Armenia’s government has said it plans to implement a new customs duty on cement in order to keep cheaper foreign imports – especially from Iran – from flooding the market. The measure would directly benefit Gagik Tsarukyan, the head of the second biggest party in parliament and owner of one of Armenia’s two cement companies.
During a government session on February 21, Minister of Economic Development and Investment Tigran Khachatryan introduced the new, $45-per-ton duty as a means of “equalizing the pricing of imported and locally produced cement.” Khachatyran said that imports of cement had tripled over the past year because “neighboring countries” had increased subsidies to their domestic cement manufacturers, allowing them to undercut their Armenian competition.

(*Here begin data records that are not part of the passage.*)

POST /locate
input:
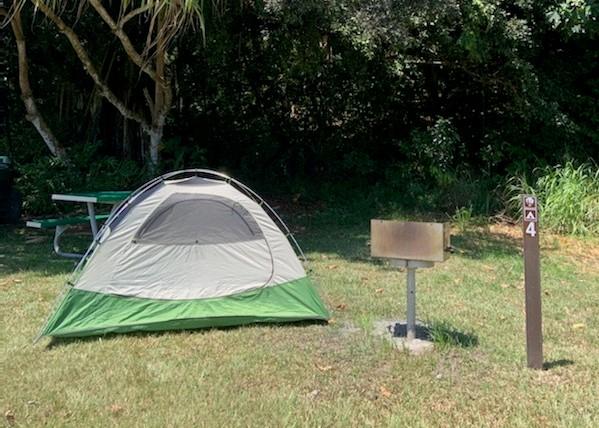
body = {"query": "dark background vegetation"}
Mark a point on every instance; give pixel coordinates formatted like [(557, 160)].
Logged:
[(428, 104)]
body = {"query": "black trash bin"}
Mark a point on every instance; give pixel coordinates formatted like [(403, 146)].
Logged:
[(10, 198)]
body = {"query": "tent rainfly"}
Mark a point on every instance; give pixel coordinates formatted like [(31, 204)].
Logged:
[(189, 249)]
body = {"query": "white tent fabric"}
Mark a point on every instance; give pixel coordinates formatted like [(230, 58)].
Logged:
[(162, 249)]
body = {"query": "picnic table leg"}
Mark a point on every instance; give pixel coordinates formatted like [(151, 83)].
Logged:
[(92, 218), (57, 234)]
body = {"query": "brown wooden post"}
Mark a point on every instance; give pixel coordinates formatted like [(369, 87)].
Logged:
[(532, 282)]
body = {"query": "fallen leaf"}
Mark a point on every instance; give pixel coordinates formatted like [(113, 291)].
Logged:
[(115, 409), (324, 368), (10, 416), (385, 392), (35, 240), (313, 394)]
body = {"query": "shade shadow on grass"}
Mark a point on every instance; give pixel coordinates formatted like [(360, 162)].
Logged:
[(65, 341), (480, 245), (548, 365)]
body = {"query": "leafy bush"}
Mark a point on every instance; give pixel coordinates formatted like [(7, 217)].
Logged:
[(568, 197)]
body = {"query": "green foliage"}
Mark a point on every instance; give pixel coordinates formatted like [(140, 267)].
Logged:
[(424, 104), (87, 171), (462, 218), (443, 335), (568, 197)]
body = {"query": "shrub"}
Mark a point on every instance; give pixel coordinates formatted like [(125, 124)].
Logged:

One of those competitors is Tsarukyan’s Ararat Cement. In May, Tsarukyan visited a factory in the Ararat region to meet with employees. He complained that cheap cement from Iran was threatening the business and that it was struggling to keep all 1,200 of its workers employed. “Before we were able to export cement to Georgia and Iran and then it reversed, Iran is importing 500 tons of cheap cement every day,” he said.
Prime Minister Nikol Pashinyan – who came into office on promises to tackle corruption but subsequently reached a sort of accommodation with Tsarukyan, the country’s biggest oligarch – questioned the policy. “Are we sure that our manufacturers of cement are doing everything in their power to advance their technology or to bring prices down?” he asked Khachatyran at the government session.
Khachatryan replied that local manufacturers are acting in good faith: “I talked to one of the manufacturers – the biggest – in detail.” The manufacturer said that the price had gone down about 13 percent as the result of adopting energy-saving technology. Khachatryan did not specify which manufacturer he was referring to; Tsarukyan’s name was not mentioned at the meeting.
Pashinyan ultimately approved the duty, which will next be sent to the parliament for a vote. While duties like this would normally enter into force six months after being announced, Khachatryan said that “taking into consideration the urgency of the situation it should enter into force in 10 days.”
Tsarukyan’s Prosperous Armenia party is the second largest in parliament after winning just over eight percent of the vote in December’s elections.
“Tsarukyan got his way; the imports of cement will be limited,” read one headline on the news website panarmenian.net. “Did the government make a decision on cement for Tsarukyan?” went another headline, on news.am.
One member of parliament from Prosperous Armenia defended the new tariff against accusations of favoritism. Sergey Bagratyan noted that Ararat will not be the only beneficiary of the duty, but the country’s other cement maker, Hrazdan, will benefit as well. “When we have factories that employ thousands of people and we can’t profit under the current prices, the government has to take action to defend local manufacturers,” he told journalists on February 23.
Ani Mejlumyan is a reporter based in Yerevan.